Deux seules raisons peuvent, expliquer ce fait inouï: la première, la mauvaise volonté; la deuxième, c'est que la frégate le Borbone, qui devait se sentir mal à son aise depuis son premier engagement avec le Faro où elle avait abusé du pavillon français, put regarder comme un acte agressif contre elle-même l'appareillage des bâtiments français. Ceux-ci en effet, étant venus mouiller très-près des batteries, pouvaient lui donner à supposer qu'ils étaient peu disposés à souffrir une nouvelle attaque et prêts même à lui demander satisfaction. Dans ce cas, ce qu'elle avait de mieux à faire était évidemment de filer le plus rapidement possible, et c'est ce qu'elle fit.
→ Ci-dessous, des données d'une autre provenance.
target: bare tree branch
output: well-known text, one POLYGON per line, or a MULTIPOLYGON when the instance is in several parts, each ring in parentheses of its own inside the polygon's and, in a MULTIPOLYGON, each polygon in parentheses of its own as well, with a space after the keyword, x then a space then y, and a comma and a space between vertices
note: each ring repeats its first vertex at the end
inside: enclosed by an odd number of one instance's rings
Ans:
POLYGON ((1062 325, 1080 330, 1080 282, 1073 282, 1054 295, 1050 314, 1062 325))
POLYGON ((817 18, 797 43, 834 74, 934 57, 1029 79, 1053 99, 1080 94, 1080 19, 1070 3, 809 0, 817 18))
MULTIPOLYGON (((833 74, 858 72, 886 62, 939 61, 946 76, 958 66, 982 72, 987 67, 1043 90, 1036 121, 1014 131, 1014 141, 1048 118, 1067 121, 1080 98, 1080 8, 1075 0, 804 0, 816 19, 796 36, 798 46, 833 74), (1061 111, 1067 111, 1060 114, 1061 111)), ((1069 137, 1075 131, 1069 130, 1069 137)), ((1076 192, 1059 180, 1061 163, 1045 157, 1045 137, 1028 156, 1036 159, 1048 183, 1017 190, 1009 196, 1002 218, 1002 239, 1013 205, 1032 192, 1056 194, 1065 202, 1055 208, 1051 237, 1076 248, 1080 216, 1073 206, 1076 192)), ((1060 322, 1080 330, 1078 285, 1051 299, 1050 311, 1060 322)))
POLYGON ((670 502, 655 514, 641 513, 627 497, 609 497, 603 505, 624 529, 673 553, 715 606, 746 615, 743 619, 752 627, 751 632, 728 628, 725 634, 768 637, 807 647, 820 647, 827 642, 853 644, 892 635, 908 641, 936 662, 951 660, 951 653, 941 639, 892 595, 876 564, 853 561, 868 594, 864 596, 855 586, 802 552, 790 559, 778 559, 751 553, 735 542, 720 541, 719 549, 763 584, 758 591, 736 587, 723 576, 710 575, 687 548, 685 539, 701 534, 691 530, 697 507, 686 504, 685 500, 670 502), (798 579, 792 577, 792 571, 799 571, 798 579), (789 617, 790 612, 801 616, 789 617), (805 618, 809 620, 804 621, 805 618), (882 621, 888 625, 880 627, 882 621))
Le même matin, deux heures environ avant l'affaire du Borbone et des batteries du Faro, un combat d'avant-garde s'engageait sur la terre de Calabre, au-dessous des hauteurs de San-Giovanni, entre les avant-postes napolitains et les avant-gardes du général Garibaldi.

Cette petite action eut lieu au milieu de champs de vigne et d'oliviers; malgré les avantages de leur position, les royaux durent, après une fusillade assez vive, et quoiqu'ils fussent soutenus par plusieurs obusiers qui envoyaient, dans la direction des tirailleurs ennemis, force obus et mitraille, se replier sur leurs positions de San-Giovanni. Le feu cessait vers les neuf heures du matin.

A partir de la même heure, l'armée nationale, au fur et à mesure que les troupes arrivaient, était dirigée par Garibaldi de manière à prolonger, par la droite, la gauche de l'armée napolitaine en contournant, par des sommets plus élevés, les positions militaires occupées par les deux divisions des généraux Melendez et Briganti.

Ces divisions comptaient environ dix mille hommes avec artillerie et cavalerie. Depuis longtemps déjà, cette armée était campée au même endroit et y avait accumulé de grands moyens de résistance. Elle occupait le sommet de deux plateaux, appuyant sa droite à un télégraphe et ayant son front défendu par un profond ravin. De plus, elle tenait sa communication avec le fort de Pezzo.

Pendant que les deux brigades commandées par le Dictateur exécutaient leur mouvement, les troupes de Cosenz qui, après l'affaire de Solano, avaient rapidement continué leur marche, commençaient à montrer leurs éclaireurs sur les sommets des plateaux en arrière de l'armée napolitaine. On aperçut bientôt leurs têtes de colonnes; puis, on vit ces troupes opérer le mouvement contraire à celui du général Garibaldi, c'est-à-dire s'étendre sur sa droite en prolongeant les derrières de l'armée napolitaine de manière à la cerner tout à fait et à lui couper la retraite sur les forts de Pezzo et de Scylla.

Après des efforts inouïs, les artilleurs de l'armée de Garibaldi étaient venus à bout de hisser sur la montagne, à force de bras et par des chemins épouvantables, quatre pièces d'artillerie. Pendant que ces diverses manoeuvres avaient lieu, les royaux demeuraient dans leur camp sans faire un seul mouvement ni défensif ni offensif. Leurs pièces en batterie restaient silencieuses, même en voyant les chasseurs de Menotti venir en éclaireurs jusqu'à deux cents mètres de leur camp. A trois heures de l'après-midi, le tour était fait et les Napolitains complètement isolés et coupés de leur base d'opération et de retraite.

Insensiblement les lignes de l'armée indépendante se resserrèrent. Il n'y avait plus à hésiter pour l'armée royale. Après s'être laissé tranquillement entourer, il fallait prendre un parti, mettre bas les armes ou se frayer une route sanglante au milieu des casaques rouges et racheter ainsi, par un trait de courage, l'ineptie ou la trahison des généraux.

Malheureusement pour elles, là comme presque partout, les troupes royales n'eurent que le courage de leur opinion, et leur profonde horreur pour la bataille leur fit prendre le parti, certes le moins dangereux, de décamper au plus vite et dans toutes les directions, abandonnant armes et bagages, effets et drapeaux.

Ce fut une débandade inouïe, une fuite insensée que rien ne pouvait arrêter.